Senate debates

Wednesday, 16 June 2010

Business

Rearrangement

4:07 pm

Photo of Rachel SiewertRachel Siewert (WA, Australian Greens) Share this | Hansard source

Perhaps I should start by reminding this place that the Greens moved a motion some time ago to extend the sitting of the Senate by four weeks. The government did not support it but, strangely enough, the opposition also did not support it. So while they are talking about lack of time, quite rightly, and criticising the government’s management of the legislative agenda, we Greens did provide the opposition with an opportunity to support an extension of sitting hours so that we could deal appropriately with the legislation.

I find it amazing that criticisms are being made of the Senate blocking legislation when, firstly, the government had an opportunity to extend sitting weeks but, secondly, there has been no attempt to have a leaders and whips meeting this fortnight. We always have a leaders and whips meeting at the beginning of the sitting fortnight before we break for the long winter break and for the summer break because we all know that there is going to be an extensive program of bills.

It happened under the previous government; it has happened under this government.
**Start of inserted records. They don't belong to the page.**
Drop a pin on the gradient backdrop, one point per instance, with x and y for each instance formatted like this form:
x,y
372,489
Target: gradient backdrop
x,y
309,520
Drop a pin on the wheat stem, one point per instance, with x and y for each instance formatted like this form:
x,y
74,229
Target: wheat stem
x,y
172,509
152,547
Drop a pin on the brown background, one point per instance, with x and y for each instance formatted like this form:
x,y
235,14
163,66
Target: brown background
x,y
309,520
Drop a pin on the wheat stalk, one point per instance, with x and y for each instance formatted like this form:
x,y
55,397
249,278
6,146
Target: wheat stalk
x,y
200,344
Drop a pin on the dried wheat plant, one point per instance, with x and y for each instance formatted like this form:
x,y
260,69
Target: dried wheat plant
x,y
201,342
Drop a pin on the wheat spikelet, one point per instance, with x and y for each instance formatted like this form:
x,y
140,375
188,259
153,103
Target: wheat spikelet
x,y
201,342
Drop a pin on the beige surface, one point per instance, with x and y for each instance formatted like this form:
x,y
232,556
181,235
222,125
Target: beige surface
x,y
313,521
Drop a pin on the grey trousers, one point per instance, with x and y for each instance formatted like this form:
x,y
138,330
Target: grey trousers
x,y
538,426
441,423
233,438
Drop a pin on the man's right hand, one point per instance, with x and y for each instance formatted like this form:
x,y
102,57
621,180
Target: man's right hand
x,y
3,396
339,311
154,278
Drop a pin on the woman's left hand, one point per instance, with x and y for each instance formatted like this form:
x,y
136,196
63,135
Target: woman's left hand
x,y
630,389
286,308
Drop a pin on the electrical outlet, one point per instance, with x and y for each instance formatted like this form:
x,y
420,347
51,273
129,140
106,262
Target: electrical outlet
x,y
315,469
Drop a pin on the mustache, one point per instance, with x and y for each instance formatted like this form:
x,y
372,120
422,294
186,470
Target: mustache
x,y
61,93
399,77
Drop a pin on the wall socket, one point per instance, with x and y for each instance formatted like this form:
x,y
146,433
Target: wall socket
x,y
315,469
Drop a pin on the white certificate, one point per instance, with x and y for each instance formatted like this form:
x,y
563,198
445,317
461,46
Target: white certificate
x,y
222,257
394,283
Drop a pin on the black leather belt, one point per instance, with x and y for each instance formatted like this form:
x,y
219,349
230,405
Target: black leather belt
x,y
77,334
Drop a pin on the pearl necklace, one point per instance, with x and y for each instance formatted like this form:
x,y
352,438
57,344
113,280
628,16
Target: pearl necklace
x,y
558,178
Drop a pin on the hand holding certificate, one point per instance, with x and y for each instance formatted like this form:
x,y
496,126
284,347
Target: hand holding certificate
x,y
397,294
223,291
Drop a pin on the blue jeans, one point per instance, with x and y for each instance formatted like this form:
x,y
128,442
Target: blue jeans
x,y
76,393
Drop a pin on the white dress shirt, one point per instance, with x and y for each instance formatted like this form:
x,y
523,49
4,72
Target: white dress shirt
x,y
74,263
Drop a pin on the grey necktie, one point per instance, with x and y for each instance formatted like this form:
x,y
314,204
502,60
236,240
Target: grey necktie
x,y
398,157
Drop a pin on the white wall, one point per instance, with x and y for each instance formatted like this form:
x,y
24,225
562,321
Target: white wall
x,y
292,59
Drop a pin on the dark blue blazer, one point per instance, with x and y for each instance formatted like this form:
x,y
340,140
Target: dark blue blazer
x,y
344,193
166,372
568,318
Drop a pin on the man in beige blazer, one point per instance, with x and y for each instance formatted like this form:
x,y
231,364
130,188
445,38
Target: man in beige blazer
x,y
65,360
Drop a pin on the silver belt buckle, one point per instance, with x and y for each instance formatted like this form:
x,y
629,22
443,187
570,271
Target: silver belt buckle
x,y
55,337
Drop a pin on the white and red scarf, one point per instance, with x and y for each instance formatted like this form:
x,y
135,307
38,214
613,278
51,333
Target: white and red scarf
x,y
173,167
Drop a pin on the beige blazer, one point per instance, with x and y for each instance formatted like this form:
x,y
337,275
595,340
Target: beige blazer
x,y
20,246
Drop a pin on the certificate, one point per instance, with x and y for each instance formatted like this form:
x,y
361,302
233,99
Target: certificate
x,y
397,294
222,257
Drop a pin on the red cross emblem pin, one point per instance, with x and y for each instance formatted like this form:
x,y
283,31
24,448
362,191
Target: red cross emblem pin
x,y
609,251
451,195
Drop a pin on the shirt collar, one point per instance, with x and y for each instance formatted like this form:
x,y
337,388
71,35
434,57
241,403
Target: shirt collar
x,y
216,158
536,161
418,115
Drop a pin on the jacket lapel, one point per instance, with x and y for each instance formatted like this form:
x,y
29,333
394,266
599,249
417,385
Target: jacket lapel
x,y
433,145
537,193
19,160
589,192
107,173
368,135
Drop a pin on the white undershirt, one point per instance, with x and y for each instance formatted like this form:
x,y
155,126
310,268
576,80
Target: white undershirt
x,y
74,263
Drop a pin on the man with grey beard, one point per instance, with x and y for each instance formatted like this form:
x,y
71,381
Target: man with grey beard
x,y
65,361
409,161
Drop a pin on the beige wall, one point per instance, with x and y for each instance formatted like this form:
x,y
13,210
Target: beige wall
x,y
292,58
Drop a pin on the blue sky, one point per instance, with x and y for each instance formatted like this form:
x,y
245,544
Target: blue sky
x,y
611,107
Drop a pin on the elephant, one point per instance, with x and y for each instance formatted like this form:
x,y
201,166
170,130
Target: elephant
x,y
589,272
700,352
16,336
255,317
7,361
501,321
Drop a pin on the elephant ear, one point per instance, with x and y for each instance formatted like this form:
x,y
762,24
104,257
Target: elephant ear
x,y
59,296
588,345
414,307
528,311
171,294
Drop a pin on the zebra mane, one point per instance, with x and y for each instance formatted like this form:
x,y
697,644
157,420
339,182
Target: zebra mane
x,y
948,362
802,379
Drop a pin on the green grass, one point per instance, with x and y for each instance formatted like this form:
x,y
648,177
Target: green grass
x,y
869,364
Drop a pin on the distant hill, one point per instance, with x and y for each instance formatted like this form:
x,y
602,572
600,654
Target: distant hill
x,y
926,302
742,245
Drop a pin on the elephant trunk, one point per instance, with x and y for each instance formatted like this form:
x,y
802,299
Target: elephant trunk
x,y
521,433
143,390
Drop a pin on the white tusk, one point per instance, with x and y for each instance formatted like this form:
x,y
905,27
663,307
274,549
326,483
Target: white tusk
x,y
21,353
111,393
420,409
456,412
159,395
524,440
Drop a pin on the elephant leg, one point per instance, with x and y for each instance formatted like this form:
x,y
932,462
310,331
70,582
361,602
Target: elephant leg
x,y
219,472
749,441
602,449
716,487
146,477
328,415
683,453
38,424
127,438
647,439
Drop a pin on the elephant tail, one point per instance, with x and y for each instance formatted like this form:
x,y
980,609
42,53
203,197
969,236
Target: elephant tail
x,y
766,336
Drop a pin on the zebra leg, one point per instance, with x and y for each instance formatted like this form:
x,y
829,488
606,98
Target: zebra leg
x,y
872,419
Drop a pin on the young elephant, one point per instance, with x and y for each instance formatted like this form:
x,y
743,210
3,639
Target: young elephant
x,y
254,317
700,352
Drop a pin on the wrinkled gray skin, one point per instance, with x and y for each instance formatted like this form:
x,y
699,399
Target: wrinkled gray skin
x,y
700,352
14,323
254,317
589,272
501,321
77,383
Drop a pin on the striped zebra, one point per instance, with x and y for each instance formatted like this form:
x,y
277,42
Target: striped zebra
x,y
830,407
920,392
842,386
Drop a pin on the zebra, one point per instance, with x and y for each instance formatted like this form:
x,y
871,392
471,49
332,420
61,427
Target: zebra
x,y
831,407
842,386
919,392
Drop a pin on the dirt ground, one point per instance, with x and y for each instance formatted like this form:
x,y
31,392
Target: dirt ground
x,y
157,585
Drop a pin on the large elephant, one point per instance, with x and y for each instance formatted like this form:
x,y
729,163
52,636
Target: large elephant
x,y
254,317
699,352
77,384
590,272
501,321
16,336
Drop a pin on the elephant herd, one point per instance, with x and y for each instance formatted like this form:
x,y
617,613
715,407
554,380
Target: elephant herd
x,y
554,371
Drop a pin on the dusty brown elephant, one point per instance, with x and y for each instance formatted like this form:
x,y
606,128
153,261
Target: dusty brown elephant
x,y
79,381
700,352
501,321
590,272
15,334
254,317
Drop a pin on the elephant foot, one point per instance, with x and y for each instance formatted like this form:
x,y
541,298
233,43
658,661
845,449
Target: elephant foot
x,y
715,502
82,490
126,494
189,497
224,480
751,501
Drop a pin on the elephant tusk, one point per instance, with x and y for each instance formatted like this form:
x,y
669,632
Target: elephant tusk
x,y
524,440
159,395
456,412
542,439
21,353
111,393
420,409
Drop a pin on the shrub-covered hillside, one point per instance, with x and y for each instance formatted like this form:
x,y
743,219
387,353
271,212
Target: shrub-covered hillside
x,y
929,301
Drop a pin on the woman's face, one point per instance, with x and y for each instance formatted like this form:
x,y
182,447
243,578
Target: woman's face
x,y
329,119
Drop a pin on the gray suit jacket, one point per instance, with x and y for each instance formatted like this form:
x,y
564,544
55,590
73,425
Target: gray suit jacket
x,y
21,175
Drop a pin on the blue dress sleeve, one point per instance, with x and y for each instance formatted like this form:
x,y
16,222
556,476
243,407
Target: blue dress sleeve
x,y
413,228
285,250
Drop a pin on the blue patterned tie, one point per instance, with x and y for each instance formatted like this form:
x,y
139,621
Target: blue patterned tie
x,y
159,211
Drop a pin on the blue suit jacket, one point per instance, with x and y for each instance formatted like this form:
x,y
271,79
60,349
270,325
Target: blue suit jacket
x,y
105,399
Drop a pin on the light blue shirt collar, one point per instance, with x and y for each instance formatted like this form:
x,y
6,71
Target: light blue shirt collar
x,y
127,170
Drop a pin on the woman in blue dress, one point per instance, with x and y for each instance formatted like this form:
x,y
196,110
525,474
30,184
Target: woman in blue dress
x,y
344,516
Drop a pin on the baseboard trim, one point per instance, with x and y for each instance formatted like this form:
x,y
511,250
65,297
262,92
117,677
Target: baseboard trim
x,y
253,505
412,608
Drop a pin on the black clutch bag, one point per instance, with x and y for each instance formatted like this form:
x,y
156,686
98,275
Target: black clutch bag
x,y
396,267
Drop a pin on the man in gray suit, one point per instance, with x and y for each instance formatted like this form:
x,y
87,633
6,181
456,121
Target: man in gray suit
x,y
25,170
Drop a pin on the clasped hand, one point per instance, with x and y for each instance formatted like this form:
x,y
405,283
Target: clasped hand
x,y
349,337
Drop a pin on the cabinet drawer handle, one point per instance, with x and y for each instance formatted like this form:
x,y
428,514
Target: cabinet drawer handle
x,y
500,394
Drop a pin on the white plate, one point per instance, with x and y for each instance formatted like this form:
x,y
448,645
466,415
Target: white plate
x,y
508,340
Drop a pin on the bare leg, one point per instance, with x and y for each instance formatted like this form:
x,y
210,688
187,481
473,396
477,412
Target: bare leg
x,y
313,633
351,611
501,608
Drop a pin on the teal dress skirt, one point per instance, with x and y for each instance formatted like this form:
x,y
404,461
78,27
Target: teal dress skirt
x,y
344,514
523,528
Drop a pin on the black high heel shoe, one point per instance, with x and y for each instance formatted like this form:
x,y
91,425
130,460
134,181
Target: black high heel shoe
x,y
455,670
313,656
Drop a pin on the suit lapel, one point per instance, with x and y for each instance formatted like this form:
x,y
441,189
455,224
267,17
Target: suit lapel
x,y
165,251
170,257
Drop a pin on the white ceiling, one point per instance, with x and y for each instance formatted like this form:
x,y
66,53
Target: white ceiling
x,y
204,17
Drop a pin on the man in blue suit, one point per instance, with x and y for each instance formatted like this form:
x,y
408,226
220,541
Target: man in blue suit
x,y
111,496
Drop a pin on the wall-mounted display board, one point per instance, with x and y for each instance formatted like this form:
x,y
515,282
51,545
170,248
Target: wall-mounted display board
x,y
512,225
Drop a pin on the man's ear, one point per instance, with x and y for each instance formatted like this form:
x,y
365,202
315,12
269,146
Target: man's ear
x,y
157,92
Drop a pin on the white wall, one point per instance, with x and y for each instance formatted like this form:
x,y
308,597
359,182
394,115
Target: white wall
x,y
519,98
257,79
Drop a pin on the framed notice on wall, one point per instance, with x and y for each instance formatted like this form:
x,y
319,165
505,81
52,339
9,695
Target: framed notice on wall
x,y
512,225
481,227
We get a backlog of bills and there is a push to get them through the Senate chamber before we rise. Why hasn’t there been a leaders and whips meeting where all the parties’ leaders and the whips, as the name of the meeting suggests, talk about the legislative agenda, what the government priorities are, how long we expect the debate to last and what bills the government wants to get through urgently et cetera? We have not had that meeting, so we come into this place, we are told the government has a whole list of priorities, yet there is no discussion, as we usually have at the beginning of such sittings, to work out how we could make this place work a little better.

Having said that, I actually question how any senator who comes to Canberra for these two sitting weeks and does not expect to be sitting Fridays looks at the Senate agenda. We always sit on Fridays in the last two sitting weeks before the winter break and before the summer break because we know that there are a stack of bills that we need to deal with. That happened under the previous government as well. I will get on to the government not managing their legislative agenda in a minute but we always do sit at least those two days and long hours and we definitely did it under the previous government.

So what is different this time? What is different is that we have an even bigger stack of bills than we usually have because we have had so few sitting weeks to enable us to discuss the bills. It is disingenuous, as Senator Parry has pointed out, to say there is only a certain percentage of Senate time that has been spent on government business—that is, on legislation. We do spend other time on government business, but this place also deals with a range of other issues that are important to this country and we have quite rightly been dealing with those issues as well.

The Greens, as I said, proposed that we should sit for more weeks. We came here expecting that we would be sitting Fridays. I do not pack my bags to come here all the way from Western Australia knowing we have a full week without thinking that we are going to be sitting on the Fridays of these two sitting weeks. However, the government should have timetabled more sitting weeks for the Senate. They knew very well what bills they had. If they did not, they should have and that implies mismanagement of the legislative agenda. They knew what bills were coming. They knew what we would be dealing with.

They want to treat this place as a sausage factory when they used to rail for hours against the now opposition when they were in government about treating this place as a sausage factory. Now they are doing the same thing. They are trying to treat this place like a sausage factory by banking up the bills. There is a list a mile long of bills and we are supposed to be just ticking them off and pushing them through. Do they think that with things like welfare quarantining we may just close our eyes and it will go through without our full attention? There are a range of bills on the legislative agenda this week that we demand that we have time to talk about. We are not going to just tick and flick.

We need an appropriate time in this place to deal properly with the legislative agenda. As I said, the Greens came to this place expecting that we would be sitting longer this week. We prefer to sit on Fridays but we have not seen a reflection of our goodwill from the government because the government did not even see fit to come and talk to us about extended hours. We kept expecting them to, but there was no phone call to say, ‘What do you think about sitting longer hours?’ We heard the opposition got a phone call. We heard Senator Fielding got a phone call. Senator Joyce did not get a phone call apparently—maybe it is this end of the chamber.